Plan de relance du gouvernement : première réaction de la FGTB

Réunie en bureau fédéral, la FGTB a pris connaissance du « Plan de relance et de compétitivité » du gouvernement.

 

Elle est satisfaite que le pouvoir d’achat des bas et moyens salaires soit amélioré par la baisse de la TVA sur l’électricité, revendication de la FGTB depuis 2008. Le soutien au pouvoir d’achat est en effet essentiel pour relancer l’économie.
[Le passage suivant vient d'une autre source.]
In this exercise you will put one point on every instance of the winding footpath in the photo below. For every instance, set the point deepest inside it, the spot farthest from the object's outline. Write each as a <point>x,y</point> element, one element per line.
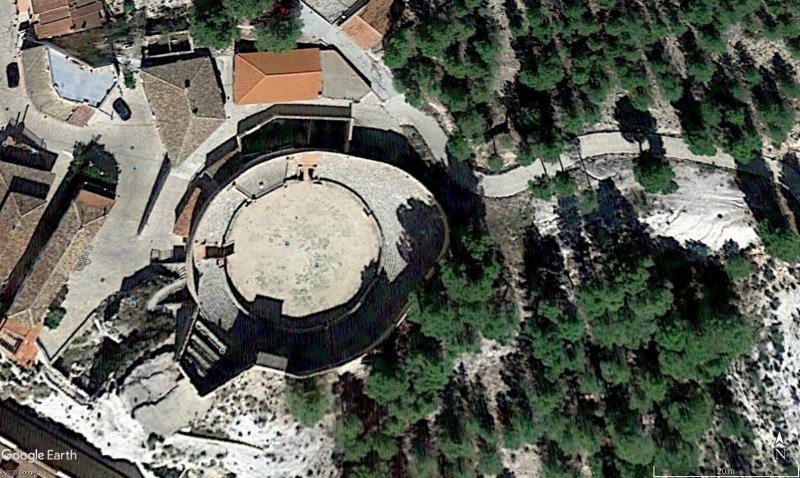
<point>508,183</point>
Cela étant, le monde du travail continue à réclamer un contrôle des prix et une véritable politique énergétique sur le long terme, l’énergie la moins chère étant celle que l’on ne consomme pas !

 

Par ailleurs, aucune modification n’a été apportée à la loi de 96, ce qui rétablira à terme la liberté syndicale de négocier des salaires à la hausse dans les secteurs et les entreprises qui se portent bien.

 

Le syndicat déplore néanmoins que le gouvernement confonde à nouveau relance et baisse des cotisations sociales des entreprises, sans objectifs concrets en termes de création d’emplois et/ou d’investissements de la part des employeurs.

 

Comme le passé le démontre (licenciements accrus, augmentation du chômage), les baisses successives de cotisations ne résolvent en rien le handicap de compétitivité chronique dont souffre la Belgique. D’ailleurs, comme le démontrera très probablement le tout prochain rapport du Conseil central de l’économie, l’écart salarial est insignifiant si l’on tient compte, comme il se doit, de la totalité des 11 milliards de subsides octroyés aux employeurs.

 

C’est du côté d’investissements majeurs en matière de R&D, d’innovation et de formation, responsables pour 2/3 des problèmes structurels de la Belgique, que se trouvent les solutions durables et la perspective de création d’emplois de qualité, seuls réels remparts contre la pauvreté. Les moyens sont à chercher du côté d’une fiscalité plus juste : prélevée davantage sur les revenus du capital que sur ceux du travail.

 

La FGTB en appelle aux Régions, mais aussi aux employeurs, pour contribuer à répondre efficacement à ce dérapage de la compétitivité des entreprises.